La pedina è stata sistemata: la maggioranza ha incardinato la riforma della legge elettorale in prima commissione alla camera 24 ore prima che i giudici della Corte costituzionale siederanno, oggi pomeriggio, per decidere l’ammissibilità del referendum elettorale della Lega. Il testo parlamentare propone un sistema proporzionale semi puro, corretto da una soglia di sbarramento alta (il 5%). L’eventuale esito favorevole del referendum, all’opposto, porterebbe a un sistema totalmente maggioritario: tutti i parlamentari sarebbero eletti in sfide uninominali nei collegi dove chi arriva primo prende tutto e i voti dei perdenti non contano.

I segnali che i giallo-rossi intendono mandare alla Corte costituzionale sono due. Innanzitutto che il parlamento non è inerte, e poi che la maggioranza ha imboccato tutt’altra strada rispetto a quella indicata dai referendari. Ragione per cui se la Corte volesse fare leva sulla collaborazione del parlamento per ammettere un quesito di per sé non auto applicativo, ebbene sappiano i giudici che l’orientamento maggioritario delle camere non è quello di abbracciare la soluzione proposta con il referendum.

Dall’altra parte anche la Lega si sta muovendo per mandare segnali alla Corte, consapevole che questo genere di contrapposizione non gioca più a suo vantaggio. I leghisti hanno capito che presentare alla Corte un salto nel buio non giova alla loro causa, dal momento che comunque la si voglia mettere è fin troppo chiaro che sull’esito del referendum dovranno, poco o molto, intervenire sia il parlamento che il governo (per ridisegnare i collegi elettorali). Ecco perché da due giorni e ieri con più insistenza i dirigenti della Lega hanno ripreso a parlare della legge elettorale del 1993, quella che porta il nome dell’attuale capo dello stato.

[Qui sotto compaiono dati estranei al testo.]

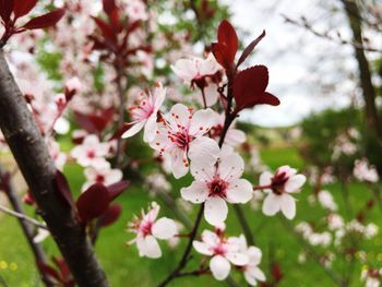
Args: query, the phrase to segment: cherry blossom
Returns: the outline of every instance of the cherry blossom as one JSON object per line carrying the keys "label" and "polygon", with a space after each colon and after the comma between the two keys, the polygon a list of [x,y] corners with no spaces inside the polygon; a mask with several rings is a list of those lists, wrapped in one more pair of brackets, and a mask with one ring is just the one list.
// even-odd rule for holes
{"label": "cherry blossom", "polygon": [[166,88],[160,83],[153,92],[142,93],[136,105],[129,108],[132,122],[128,131],[122,134],[123,139],[133,136],[139,133],[144,127],[143,140],[152,142],[156,134],[157,112],[166,97]]}
{"label": "cherry blossom", "polygon": [[146,214],[142,211],[140,217],[135,217],[129,223],[129,230],[134,232],[136,237],[127,244],[136,243],[140,256],[160,258],[162,250],[157,239],[168,240],[178,231],[178,226],[172,219],[167,217],[156,219],[159,210],[160,206],[156,202],[152,202]]}
{"label": "cherry blossom", "polygon": [[224,238],[223,236],[204,230],[202,241],[193,241],[193,248],[201,254],[212,256],[210,270],[217,280],[227,278],[230,272],[230,264],[244,266],[249,263],[247,254],[240,252],[240,246],[236,238]]}
{"label": "cherry blossom", "polygon": [[375,167],[369,165],[365,157],[355,162],[353,175],[360,181],[377,182],[379,180]]}
{"label": "cherry blossom", "polygon": [[110,186],[121,181],[123,175],[120,169],[112,169],[110,164],[100,168],[87,167],[84,170],[86,182],[83,184],[82,190],[85,191],[94,183],[103,183],[104,186]]}
{"label": "cherry blossom", "polygon": [[263,203],[263,213],[273,216],[282,211],[288,219],[294,218],[296,202],[290,193],[299,192],[306,180],[303,175],[297,175],[297,170],[289,166],[279,167],[275,175],[264,171],[260,176],[260,186],[267,193]]}
{"label": "cherry blossom", "polygon": [[107,167],[105,156],[108,154],[109,145],[100,143],[98,136],[86,135],[81,145],[71,151],[71,156],[83,167],[93,166],[95,168]]}
{"label": "cherry blossom", "polygon": [[244,163],[237,153],[222,150],[218,160],[191,165],[195,180],[180,190],[181,196],[192,203],[205,202],[204,217],[207,223],[222,225],[228,214],[226,202],[247,203],[252,199],[251,183],[240,178],[243,169]]}
{"label": "cherry blossom", "polygon": [[217,144],[203,136],[214,123],[212,109],[198,110],[194,113],[182,104],[176,104],[158,124],[157,134],[151,143],[160,154],[171,157],[171,170],[176,178],[183,177],[189,170],[189,160],[211,164],[218,157]]}
{"label": "cherry blossom", "polygon": [[171,65],[171,69],[186,84],[192,85],[193,82],[204,76],[215,74],[222,67],[217,63],[213,53],[210,53],[206,59],[196,57],[179,59]]}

Salvini e i suoi tentano un salto nel passato, a 27 anni fa quando in questi giorni – era il 16 gennaio – la Corte costituzionale ammise un referendum elettorale che – come quello di oggi – la gran parte dei giuristi considerava manipolativo e inammissibile. A quelle atmosfere di scelta più politica che di diritto – affidare al popolo l’opzione sul sistema di voto e in fondo sul sistema istituzionale – ritorna molto la memoria che hanno depositato gli avvocati che sostengono, per conto della Lega, la richiesta di referendum. L’operazione leghista si completa con la proposta di recuperare il Mattarellum, proprio la legge elettorale che fu fatta in seguito alla vittoria dei Sì al referendum elettorale del ’93. Quella legge prevedeva una quota maggioritaria (il 75%) ma non totalitaria di seggi assegnati con l’uninominale. E il recupero proporzionale era favorito, almeno alla camera, dal doppio voto e dal meccanismo dello scorporo.

Giancarlo Giorgetti, che nel ’93 non era ancora in politica (mentre Salvini era già consigliere comunale), ieri è stato molto chiaro con il Foglio: «Abbiamo presentato il referendum nell’unico modo possibile, però la nostra proposta di mediazione politica è il Mattarellum». E Roberto Calderoli ha annunciato che presenterà anche alla camera, dove la maggioranza vuole discutere il proporzionale, il suo testo di legge già depositato al senato in cui molto semplicemente (forse troppo) cancella le ultime due leggi elettorali volendo così riportare in vita il Mattarelum. Rivendica, Calderoli, la coerenza di averlo proposto già da anni. Non può rivendicare quella di essere stato proprio lui, nel 2005, a cancellarlo con il Porcellum.